Jackie Was a Hero by Lawrence Harris

1996  Paperback, 147 pp.

£6.99 incl. postage from

The Cartoon Cave

P.O.Box 9138

London W3 7WQ.

ISBN 0 9526834 0 7

[This review first appeared in Stand To! No.47 September 1996] 

Aimed at young people aged 10-15, this story of a journey back in time by two schoolchildren visiting Picardy brings an extra depth to National Curriculum studies of the Great War. By way of a clever tim e-travelling device, twins Polly and Tommy track down the story of their great-great-uncle killed on the Somme. There is a further excursion into the Occupied France during the Second World War.

Issues of courage and cowardice are explored, in what seems to this age parent a readable and accessible way. 

There is a child-friendly map of the area, and a most attractively designed cover. Teachers parents  grandparents amongst Stand TO! Readers will welcome this book, an ideal Christmas present for our younger fellow-travellers. Below, one of them gives her verdict. 

Review by Ann Clayton

This book tells the story of twins, Polly and Tommy Matherson. When they are given a second-hand camcorder for their birthday they realise it can transport them through time. On a school field trip to France they try to do some research into the life and death of their great-grandfather's brother, Jackie Matherson, who at the age of sixteen had enlisted and gone to war.

He was believed to have been killed in action and had no known grave, but was he a hero or was he guilty of cowardice and desertion?

This is a children's book but I am sure that some adults would enjoy reading it and it would be very useful to teachers who may be teaching the First World War to their class. This story is really a mystery, with the twins acting as detectives, trying to solve the family puzzle. The final part of the story is provided by a long-lost French relative, also called Jack.

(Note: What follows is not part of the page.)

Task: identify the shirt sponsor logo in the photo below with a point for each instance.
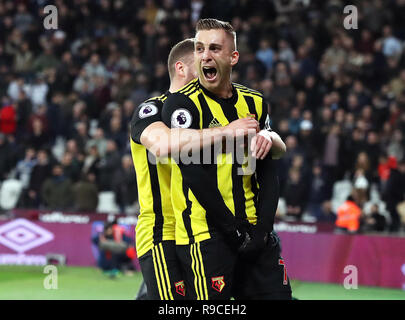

This would not have been my usual choice of  book. The cover gives the impression that it is an adult book but as the story went on I was pleasantly surprised. The only point I would make against the book is that if a child reading the story had no knowledge of the army, the Great War or the Western Front, and had no adult they could ask, they might not understand it completely. The author uses abbreviations and adult language which I sometimes found difficult to understand, and had to ask for an explanation. Perhaps a glossary would have helped.

Review by Fiona Bratherton, aged 10 years

Revisiting old book reviews

Reading 'Jackie Was a Hero' in 2021 one is struck by how dated it is, first of all in its somewhat Enid Blyton view of boys and girls but of course the way technology has moved on - a camcorder that takes video tapes isn't going to wash with a readership in the 2020s. For someone with knowledge of the era and how things were done, the suggestion that a 16 year old would need to go to a recruitment office with a forged birth certificate is of course nonsense, while a teenage civilian making it to a clearing station to hold the hand of her injured boyfriend is somewhat far fetched too. That said the effort to involve and engage a young adult readership with events of both the first and then the second world war is commendable.

The 10 year old reviewer is right to be critical of the cover - a copy from a well-known photograph of men in the trenches. What she hadn't noticed, nor I until just now, is that on the horizon there are two characters on bikes - each a pot shot for a sniper until you learn that those able to time-travel courtesy of the magical camcorder are rendered invisible to those around them (yet in Tommy and nurse outfits nonetheless).

An imperfect volume, of its time with a limited readership then and none now.